BEIJING (AP) _ China’s most powerful communists agreed Thursday to shake up the government through personnel changes and reforms expected to pare down ministries.

Details were not released, but the shakeup was expected to include the promotion of China’s top economic official, Vice Premier Zhu Rongji, to premier.

Plans also include merging and abolishing some ministries and spinning others off into holding companies to better tailor the government to the needs of a market-based economy, Chinese and foreign diplomatic sources said.

Meeting against a backdrop of red flags and the communist hammer and sickle emblem, 341 members of the Communist Party’s policy-setting Central Committee approved the plans at a two-day, closed-door session that ended Thursday, state-run television reported.

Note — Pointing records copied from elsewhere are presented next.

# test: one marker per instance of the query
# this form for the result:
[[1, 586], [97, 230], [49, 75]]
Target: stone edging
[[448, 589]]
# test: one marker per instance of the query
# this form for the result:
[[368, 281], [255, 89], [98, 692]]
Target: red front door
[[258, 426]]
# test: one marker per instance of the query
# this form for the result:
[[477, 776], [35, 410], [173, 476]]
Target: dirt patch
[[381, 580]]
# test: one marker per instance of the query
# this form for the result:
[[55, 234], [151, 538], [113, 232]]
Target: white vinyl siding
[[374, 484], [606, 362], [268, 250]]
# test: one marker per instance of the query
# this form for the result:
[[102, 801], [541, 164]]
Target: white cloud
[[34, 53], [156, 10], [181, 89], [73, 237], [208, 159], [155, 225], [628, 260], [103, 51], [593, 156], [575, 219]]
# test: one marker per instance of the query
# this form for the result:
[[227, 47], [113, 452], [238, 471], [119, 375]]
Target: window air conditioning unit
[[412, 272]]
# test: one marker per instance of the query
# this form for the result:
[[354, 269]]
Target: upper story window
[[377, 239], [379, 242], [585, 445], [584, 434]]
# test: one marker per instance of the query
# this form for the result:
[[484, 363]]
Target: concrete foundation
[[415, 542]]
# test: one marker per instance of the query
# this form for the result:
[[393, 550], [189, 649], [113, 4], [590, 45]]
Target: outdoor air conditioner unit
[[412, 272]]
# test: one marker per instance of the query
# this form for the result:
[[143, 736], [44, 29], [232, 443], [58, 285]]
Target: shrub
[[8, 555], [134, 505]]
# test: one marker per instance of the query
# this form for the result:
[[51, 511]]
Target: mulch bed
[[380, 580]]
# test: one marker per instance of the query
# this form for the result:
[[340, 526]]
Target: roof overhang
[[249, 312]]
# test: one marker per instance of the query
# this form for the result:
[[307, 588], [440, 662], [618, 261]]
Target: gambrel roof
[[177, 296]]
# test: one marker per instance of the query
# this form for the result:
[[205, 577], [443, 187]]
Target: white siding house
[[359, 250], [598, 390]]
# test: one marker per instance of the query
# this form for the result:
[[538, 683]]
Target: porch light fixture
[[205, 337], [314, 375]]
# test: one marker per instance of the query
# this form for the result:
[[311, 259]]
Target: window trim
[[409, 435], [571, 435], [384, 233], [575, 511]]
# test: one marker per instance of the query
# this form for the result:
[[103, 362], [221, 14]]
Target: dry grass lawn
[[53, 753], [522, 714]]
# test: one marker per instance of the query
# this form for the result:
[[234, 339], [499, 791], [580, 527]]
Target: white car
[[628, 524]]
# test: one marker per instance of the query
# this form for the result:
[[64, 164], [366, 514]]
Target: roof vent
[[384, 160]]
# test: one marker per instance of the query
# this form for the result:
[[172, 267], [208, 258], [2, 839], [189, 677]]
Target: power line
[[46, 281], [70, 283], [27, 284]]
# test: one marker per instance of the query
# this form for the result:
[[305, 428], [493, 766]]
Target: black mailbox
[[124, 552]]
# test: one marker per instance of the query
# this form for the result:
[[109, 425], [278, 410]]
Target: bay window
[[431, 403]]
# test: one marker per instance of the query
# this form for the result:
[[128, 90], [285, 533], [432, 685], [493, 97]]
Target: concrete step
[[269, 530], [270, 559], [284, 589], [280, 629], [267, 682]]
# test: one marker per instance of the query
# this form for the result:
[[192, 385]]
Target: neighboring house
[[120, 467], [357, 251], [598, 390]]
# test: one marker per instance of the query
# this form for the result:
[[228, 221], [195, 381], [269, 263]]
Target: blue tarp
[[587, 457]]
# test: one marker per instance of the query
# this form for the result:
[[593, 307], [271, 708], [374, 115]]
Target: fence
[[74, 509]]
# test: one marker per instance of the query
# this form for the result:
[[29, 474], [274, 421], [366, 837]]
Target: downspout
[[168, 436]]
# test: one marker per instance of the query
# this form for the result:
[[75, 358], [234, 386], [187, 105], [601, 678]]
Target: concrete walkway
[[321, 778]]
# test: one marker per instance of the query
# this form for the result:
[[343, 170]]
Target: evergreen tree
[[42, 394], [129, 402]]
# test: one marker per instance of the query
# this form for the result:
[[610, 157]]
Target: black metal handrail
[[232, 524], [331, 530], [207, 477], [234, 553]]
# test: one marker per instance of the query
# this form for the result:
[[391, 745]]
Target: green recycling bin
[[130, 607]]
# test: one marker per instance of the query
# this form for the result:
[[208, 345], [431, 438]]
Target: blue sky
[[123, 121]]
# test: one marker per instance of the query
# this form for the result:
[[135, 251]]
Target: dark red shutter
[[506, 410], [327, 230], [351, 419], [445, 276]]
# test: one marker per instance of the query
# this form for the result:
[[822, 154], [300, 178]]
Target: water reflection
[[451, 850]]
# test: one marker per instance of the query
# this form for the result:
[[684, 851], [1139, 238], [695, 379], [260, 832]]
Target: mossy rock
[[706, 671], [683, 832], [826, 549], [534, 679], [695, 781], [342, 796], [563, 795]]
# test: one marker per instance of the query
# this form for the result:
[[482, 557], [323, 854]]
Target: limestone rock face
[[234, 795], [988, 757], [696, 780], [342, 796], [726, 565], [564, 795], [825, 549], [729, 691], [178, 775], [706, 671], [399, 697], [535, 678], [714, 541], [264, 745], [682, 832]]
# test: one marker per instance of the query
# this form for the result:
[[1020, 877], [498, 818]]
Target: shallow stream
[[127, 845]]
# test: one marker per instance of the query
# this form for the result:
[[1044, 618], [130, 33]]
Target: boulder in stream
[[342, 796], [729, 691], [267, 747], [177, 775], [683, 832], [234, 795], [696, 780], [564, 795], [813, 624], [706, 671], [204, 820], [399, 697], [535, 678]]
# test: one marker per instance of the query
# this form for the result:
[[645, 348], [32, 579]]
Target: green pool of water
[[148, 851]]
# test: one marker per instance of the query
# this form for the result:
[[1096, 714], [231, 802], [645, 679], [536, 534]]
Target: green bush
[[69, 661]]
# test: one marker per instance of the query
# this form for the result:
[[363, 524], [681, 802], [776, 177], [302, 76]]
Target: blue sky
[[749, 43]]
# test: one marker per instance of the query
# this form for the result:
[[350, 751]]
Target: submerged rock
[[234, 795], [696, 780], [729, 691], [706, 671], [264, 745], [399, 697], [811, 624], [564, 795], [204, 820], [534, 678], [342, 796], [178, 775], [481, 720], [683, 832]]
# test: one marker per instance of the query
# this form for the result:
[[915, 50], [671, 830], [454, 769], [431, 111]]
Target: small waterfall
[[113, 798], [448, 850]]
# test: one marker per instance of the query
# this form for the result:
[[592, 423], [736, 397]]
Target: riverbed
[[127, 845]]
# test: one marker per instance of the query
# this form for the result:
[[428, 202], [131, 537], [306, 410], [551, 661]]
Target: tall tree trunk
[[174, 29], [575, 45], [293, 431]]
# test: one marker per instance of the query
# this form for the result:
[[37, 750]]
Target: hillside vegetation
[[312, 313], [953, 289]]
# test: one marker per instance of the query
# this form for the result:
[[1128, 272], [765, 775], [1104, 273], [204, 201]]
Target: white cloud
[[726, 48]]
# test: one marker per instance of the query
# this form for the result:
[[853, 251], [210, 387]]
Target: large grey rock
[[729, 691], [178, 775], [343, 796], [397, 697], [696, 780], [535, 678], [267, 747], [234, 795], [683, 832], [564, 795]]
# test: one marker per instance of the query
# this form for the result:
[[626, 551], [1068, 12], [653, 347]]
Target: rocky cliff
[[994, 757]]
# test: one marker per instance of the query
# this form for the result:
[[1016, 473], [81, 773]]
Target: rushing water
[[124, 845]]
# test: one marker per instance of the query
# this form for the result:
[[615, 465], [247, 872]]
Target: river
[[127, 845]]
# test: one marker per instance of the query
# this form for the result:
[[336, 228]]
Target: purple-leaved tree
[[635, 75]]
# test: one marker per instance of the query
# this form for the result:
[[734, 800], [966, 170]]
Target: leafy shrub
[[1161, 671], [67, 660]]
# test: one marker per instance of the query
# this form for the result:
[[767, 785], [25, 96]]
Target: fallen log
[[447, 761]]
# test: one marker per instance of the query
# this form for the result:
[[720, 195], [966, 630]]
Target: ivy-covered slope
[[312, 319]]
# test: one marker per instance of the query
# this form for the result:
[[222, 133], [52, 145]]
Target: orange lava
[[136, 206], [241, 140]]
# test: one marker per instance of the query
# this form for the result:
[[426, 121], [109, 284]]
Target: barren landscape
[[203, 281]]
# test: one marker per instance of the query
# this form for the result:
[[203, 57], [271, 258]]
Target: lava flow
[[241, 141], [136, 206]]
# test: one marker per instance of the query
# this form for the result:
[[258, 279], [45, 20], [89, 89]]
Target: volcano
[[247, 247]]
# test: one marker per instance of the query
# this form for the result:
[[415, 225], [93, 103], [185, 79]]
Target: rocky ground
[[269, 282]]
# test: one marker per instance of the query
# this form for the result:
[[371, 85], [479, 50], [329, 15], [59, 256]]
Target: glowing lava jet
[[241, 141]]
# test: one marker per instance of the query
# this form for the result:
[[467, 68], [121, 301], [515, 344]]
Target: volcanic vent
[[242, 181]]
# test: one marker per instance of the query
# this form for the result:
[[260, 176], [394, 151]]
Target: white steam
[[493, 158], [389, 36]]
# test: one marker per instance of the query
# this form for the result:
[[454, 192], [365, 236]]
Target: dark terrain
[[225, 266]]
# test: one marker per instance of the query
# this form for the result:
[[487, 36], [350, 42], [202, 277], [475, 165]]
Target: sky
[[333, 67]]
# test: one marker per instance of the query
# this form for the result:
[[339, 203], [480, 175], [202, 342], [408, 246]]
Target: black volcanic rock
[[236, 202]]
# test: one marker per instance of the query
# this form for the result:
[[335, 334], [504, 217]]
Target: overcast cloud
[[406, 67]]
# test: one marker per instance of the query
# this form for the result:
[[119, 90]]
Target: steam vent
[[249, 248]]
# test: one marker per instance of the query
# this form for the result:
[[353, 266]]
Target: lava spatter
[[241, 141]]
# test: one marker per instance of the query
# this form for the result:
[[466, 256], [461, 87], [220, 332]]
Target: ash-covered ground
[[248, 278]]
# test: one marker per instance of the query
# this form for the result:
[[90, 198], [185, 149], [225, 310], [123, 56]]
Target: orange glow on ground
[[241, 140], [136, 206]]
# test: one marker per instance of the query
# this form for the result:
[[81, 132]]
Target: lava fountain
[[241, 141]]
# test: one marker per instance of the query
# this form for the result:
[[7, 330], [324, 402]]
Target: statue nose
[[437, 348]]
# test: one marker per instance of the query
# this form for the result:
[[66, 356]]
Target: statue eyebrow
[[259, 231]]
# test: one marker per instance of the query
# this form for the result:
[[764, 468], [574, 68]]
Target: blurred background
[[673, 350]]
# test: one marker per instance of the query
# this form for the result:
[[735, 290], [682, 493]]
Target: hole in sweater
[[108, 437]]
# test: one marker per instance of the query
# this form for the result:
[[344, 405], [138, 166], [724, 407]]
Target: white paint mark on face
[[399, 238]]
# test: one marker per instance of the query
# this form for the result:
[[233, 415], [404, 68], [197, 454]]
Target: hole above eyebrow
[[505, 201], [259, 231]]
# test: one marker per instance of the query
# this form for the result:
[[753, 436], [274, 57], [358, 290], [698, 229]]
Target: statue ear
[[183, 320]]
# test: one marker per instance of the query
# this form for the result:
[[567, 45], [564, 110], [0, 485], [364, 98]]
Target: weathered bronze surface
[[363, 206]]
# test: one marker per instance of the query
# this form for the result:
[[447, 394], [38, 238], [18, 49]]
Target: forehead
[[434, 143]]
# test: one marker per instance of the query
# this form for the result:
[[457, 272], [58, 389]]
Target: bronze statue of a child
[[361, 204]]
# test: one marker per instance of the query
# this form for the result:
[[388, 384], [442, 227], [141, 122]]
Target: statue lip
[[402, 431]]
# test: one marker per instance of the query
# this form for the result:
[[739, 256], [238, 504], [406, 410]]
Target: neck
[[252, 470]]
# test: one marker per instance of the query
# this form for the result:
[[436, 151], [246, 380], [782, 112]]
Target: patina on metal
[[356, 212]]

The plans will be forwarded to the National People’s Congress, the Chinese legislature that opens its annual session March 5. The legislature usually rubber-stamps decisions taken by the Communist Party, and the planned government shakeup will almost certainly be approved.

Xinhua, the state-run news agency, said administrative changes were necessary for ``deepening reforms of the economic system″ and to make government more efficient, staffed with ``high-quality, specialized″ civil servants.

Many of the often overstaffed ministries have overlapping functions. Some have had less and less to do as China switched over the past two decades from a centrally planned to a capitalist-style market economy.

The system encourages corruption, waste and red tape that frustrates reforms and economic dynamism and encourages bureaucrats to interfere in business.

How far and fast the reforms will go is unclear. Chinese sources and foreign diplomats, speaking on condition of anonymity, say powerful bureaucrats are lobbying hard to save their jobs from the ax.

Li, who must by law step down after two five-year terms as premier, will likely be named head of the legislature.